I think there are some times when its really good to use checked exceptions tho. Component interfaces generally seem to be a good bet. The flexibility is nice to have, but I guess you’re coming from a “if everyone had to do it this way then it’d never be misused” perspective.

Power => Responsibility, always a trade I suppose.

Kev

I’m all for simplicity. That’s why, for example, I like delegates. I was greatly saddened that they were deliberately shunned by Sun because M$ “invented” them. I suspect legal and political machinations may have ultimately decided that one for us though, as it was a key factor in the “polluting Java” trick M$ tried to pull off.

In the end, forcing programmers to catch exceptions but then not enforcing any action when they are caught is basically as safe as handing kids matches and a can of petrol.

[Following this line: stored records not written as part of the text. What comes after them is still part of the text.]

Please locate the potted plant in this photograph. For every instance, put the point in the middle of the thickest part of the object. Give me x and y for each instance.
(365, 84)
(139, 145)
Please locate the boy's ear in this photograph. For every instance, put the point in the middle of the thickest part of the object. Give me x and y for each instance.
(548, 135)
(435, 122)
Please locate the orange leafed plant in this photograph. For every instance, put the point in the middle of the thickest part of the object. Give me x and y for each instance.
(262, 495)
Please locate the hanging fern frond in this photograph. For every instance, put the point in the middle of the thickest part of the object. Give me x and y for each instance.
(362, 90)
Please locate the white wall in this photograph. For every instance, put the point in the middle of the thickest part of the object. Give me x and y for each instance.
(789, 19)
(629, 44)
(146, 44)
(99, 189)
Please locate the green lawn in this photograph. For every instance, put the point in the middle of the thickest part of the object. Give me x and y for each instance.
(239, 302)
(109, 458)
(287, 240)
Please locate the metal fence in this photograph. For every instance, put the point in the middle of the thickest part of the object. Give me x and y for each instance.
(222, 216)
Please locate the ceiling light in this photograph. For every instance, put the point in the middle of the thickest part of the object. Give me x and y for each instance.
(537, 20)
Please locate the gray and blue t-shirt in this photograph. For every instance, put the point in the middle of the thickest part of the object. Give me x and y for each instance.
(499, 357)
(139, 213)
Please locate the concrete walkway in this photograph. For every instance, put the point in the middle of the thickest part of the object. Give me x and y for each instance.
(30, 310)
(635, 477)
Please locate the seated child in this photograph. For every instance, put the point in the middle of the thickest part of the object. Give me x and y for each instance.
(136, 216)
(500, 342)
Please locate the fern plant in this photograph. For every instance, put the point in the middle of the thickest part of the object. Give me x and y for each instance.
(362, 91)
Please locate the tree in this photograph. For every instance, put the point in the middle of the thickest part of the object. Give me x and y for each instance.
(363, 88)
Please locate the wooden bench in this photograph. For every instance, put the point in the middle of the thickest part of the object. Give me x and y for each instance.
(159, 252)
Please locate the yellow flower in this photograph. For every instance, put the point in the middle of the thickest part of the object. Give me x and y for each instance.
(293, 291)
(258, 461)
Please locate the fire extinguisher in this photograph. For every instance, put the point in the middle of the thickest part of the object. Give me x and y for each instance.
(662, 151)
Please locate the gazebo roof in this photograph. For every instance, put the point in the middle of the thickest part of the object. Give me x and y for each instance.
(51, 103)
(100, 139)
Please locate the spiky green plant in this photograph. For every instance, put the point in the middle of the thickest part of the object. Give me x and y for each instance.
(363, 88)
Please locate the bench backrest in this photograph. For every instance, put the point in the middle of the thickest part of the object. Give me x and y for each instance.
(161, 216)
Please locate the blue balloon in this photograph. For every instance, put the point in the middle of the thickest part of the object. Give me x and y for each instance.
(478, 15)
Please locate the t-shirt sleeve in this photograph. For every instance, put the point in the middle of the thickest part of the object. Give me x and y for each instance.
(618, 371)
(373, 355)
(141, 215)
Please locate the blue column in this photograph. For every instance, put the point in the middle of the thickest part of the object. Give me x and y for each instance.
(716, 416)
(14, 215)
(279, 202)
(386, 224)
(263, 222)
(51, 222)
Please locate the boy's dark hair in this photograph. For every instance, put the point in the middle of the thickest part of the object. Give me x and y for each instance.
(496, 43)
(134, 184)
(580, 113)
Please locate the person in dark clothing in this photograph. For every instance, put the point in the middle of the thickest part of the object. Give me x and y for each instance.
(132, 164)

No wonder the “design by contract” lobby are so vociferous, as DBC promises to actually manage the interfaces between components properly, rather than allowing all these little kludges to slip through the cracks.

Cas :slight_smile:

Cas, I’m really enjoying reading your posts of recent weeks. The imagery is briiliant :slight_smile:

Trying to be pragmatic about this, I think there is still a trade off. Checked exceptions are a useful tool, should you deny it from all programmers because some programmers arn’t bright enough to use them properly.

I guess its more a question of do we ban petrol altogether because children might hurt themselfs. Maybe its a good idea, but its a long ole’ walk to work.

Kev

[quote]And a few years ago I remember asking for the “override” keyword in the Java language. What a shame that they got it first :slight_smile:
[/quote]
Tiger adds an @override annotation that causes the compiler to issue a warning if the method does not actually override something.

The performance aspect of his argument seems to be invalid given that JITs like HotSpot will recognise methods which are not actually overridden anywhere and thus don’t need virtual dispatch.

I prefer the Java way of using ‘final’ when you don’t want a function to be ‘virtual’ as opposed to it working the other way around.

Too many times I hit a brick wall because some short-sighted genius made a C++ method non-virtual or private.